Man banned for 14 years after £360k fraud

Man banned for 14 years after £360k fraud

A man has been banned for 14 years after investors were defrauded of £360,000.

The High Court has disqualified Benedict Moruthoane, 51, from acting as a director after concerns were raised about his conduct relating to Sutter Capital.

The company was incorporated in June 2018 and promised investors returns of between 15 per cent and 22 per cent on bonds based on arbitrage trades in the African gold mining market.

Some £360,000 was raised from investors between September and December that year, despite the company’s promotional material not receiving approval under section 21 of the Financial Services and Markets Act.

The marketing material also contained inaccuracies, the Insolvency Service said today (August 12).

Sutter Capital did receive approval for three bonds in October 2018, however these were only allowed to be marketed to certain investors, restrictions the company did not stick to.

The group ceased trading in December 2018, and concerns were raised by the administrators about the directors’ conduct.

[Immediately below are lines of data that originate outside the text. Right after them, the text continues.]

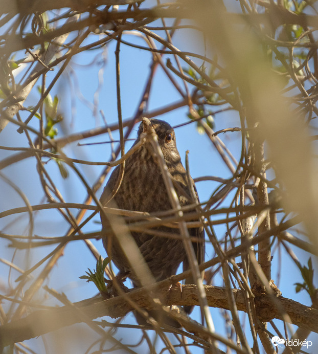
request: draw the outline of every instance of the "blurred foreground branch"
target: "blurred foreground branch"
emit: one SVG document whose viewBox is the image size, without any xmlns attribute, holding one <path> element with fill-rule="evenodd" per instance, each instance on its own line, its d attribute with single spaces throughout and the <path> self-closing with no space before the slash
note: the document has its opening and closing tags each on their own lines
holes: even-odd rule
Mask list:
<svg viewBox="0 0 318 354">
<path fill-rule="evenodd" d="M 167 280 L 161 282 L 160 290 L 156 289 L 164 303 L 168 305 L 199 305 L 195 285 L 183 285 L 182 293 L 179 288 L 173 286 L 167 291 Z M 229 309 L 226 290 L 224 287 L 205 285 L 207 298 L 210 307 Z M 237 308 L 246 312 L 243 292 L 233 289 L 232 292 Z M 127 295 L 127 294 L 125 294 Z M 148 309 L 153 306 L 149 299 L 148 289 L 141 289 L 129 293 L 130 299 L 141 308 Z M 280 308 L 272 303 L 270 297 L 262 295 L 254 299 L 256 313 L 260 321 L 267 322 L 274 318 L 283 319 L 282 314 L 287 313 L 291 322 L 302 328 L 318 333 L 318 309 L 306 306 L 290 299 L 277 298 Z M 34 338 L 66 326 L 85 322 L 87 318 L 94 319 L 104 316 L 112 318 L 122 317 L 133 309 L 123 297 L 117 296 L 105 300 L 102 296 L 76 302 L 74 306 L 65 306 L 52 310 L 36 311 L 25 318 L 0 326 L 0 343 L 3 346 L 13 343 Z M 176 314 L 182 320 L 184 316 Z M 183 324 L 184 321 L 182 321 Z"/>
</svg>

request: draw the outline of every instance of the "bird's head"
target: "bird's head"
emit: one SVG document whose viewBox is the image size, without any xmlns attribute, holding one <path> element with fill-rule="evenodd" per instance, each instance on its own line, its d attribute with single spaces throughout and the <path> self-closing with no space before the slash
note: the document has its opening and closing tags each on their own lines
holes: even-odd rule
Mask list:
<svg viewBox="0 0 318 354">
<path fill-rule="evenodd" d="M 143 118 L 138 129 L 138 139 L 143 132 L 150 132 L 152 127 L 157 136 L 158 142 L 166 162 L 179 162 L 180 154 L 177 149 L 175 134 L 173 128 L 167 122 L 159 119 Z"/>
</svg>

The Insolvency Service said the subsequent investigation established that, as well as misleading potential investors with information in the marketing material, the company had failed to keep or maintain adequate records.

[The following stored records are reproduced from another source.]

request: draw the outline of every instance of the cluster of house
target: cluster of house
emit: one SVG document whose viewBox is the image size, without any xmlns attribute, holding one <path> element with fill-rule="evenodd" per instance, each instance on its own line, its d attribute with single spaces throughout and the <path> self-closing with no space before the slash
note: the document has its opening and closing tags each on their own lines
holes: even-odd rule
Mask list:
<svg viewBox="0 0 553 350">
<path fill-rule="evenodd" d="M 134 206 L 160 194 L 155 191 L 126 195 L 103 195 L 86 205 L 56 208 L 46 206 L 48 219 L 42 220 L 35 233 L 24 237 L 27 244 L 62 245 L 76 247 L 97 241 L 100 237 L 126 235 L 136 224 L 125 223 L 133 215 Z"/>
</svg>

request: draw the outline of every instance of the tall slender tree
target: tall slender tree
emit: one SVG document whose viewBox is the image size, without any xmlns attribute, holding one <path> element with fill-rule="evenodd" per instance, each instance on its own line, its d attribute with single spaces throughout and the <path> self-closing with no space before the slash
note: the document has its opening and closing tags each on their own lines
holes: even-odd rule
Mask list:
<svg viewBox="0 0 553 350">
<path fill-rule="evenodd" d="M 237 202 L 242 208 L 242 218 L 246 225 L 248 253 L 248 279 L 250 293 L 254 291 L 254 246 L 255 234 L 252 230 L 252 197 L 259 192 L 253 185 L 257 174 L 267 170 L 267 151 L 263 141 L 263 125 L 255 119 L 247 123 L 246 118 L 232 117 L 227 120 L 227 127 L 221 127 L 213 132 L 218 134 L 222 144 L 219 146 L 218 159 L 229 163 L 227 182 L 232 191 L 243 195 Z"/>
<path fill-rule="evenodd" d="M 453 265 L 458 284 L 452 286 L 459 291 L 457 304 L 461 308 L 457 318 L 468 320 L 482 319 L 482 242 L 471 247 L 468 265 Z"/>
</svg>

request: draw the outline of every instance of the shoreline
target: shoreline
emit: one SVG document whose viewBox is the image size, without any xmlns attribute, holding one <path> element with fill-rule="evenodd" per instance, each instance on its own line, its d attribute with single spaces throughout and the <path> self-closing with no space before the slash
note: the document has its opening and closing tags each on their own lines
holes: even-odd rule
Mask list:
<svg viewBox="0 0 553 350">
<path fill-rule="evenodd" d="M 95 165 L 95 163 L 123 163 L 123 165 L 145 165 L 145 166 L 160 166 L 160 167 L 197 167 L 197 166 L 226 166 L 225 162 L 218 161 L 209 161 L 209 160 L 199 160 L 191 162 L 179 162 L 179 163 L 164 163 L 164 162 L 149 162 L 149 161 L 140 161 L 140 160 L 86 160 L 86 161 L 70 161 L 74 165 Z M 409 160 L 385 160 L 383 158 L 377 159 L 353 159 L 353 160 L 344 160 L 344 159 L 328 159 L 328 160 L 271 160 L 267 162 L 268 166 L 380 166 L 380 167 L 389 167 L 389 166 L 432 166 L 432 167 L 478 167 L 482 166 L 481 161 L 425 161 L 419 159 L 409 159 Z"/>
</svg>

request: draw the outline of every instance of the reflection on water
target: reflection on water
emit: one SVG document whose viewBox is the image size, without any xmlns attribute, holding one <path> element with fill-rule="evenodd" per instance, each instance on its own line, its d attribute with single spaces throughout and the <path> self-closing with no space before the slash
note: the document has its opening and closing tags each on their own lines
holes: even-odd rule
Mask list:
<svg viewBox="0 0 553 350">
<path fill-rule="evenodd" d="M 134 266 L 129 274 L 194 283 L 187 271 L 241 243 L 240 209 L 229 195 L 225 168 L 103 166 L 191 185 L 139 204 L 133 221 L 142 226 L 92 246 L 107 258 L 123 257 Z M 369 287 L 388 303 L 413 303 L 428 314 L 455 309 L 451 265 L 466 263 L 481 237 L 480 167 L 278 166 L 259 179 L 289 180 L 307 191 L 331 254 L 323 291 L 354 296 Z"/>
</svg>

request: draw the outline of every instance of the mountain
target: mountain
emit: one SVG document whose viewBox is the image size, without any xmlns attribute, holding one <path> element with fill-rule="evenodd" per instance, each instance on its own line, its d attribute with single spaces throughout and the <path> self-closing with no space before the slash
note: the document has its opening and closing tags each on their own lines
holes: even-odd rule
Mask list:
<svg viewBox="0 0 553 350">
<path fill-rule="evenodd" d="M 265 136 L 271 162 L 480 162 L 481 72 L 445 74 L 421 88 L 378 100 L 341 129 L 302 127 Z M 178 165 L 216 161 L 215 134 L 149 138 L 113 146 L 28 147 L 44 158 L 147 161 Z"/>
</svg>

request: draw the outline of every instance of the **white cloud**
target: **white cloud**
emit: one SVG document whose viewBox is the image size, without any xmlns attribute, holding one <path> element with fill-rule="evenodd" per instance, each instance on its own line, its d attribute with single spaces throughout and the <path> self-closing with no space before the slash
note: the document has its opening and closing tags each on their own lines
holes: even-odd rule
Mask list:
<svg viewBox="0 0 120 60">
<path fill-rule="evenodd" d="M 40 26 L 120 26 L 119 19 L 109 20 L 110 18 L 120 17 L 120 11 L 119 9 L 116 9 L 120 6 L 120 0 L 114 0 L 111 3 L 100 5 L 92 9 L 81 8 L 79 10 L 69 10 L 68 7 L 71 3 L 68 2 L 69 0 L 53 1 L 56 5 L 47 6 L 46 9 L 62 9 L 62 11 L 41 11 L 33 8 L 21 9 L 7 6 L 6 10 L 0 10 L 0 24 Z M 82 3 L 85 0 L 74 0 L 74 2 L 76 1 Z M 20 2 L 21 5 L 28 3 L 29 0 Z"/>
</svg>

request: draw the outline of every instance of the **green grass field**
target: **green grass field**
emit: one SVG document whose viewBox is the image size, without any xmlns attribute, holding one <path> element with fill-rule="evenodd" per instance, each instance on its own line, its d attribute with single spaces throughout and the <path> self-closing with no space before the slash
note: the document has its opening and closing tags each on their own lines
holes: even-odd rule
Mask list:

All that was provided to investigators was a single spreadsheet showing payment for salaries, commission and expenses, but no investment activity.

The sole director of the company, Eugeniu Sculea, was disqualified for 11 years in 2021.

However, the High Court said Moruthoane had acted as a de facto director of Sutter Capital.

He will be disqualified on August 16, for 14 years, which means he is prevented from directly or indirectly being involved in the management, promotion or formation of a company without the permission of the court. 

Chief investigator at the Insolvency Service, Ian Wilson, said: "Sutter Capital only traded for three months, supposedly raising investment for gold arbitrage trading.

"But in that short time it took hundreds of thousands of pounds from would-be investors, to whom it promised outrageously high returns.

"This case should serve as a warning that any investment scheme that sounds too good to be true is almost certainly is."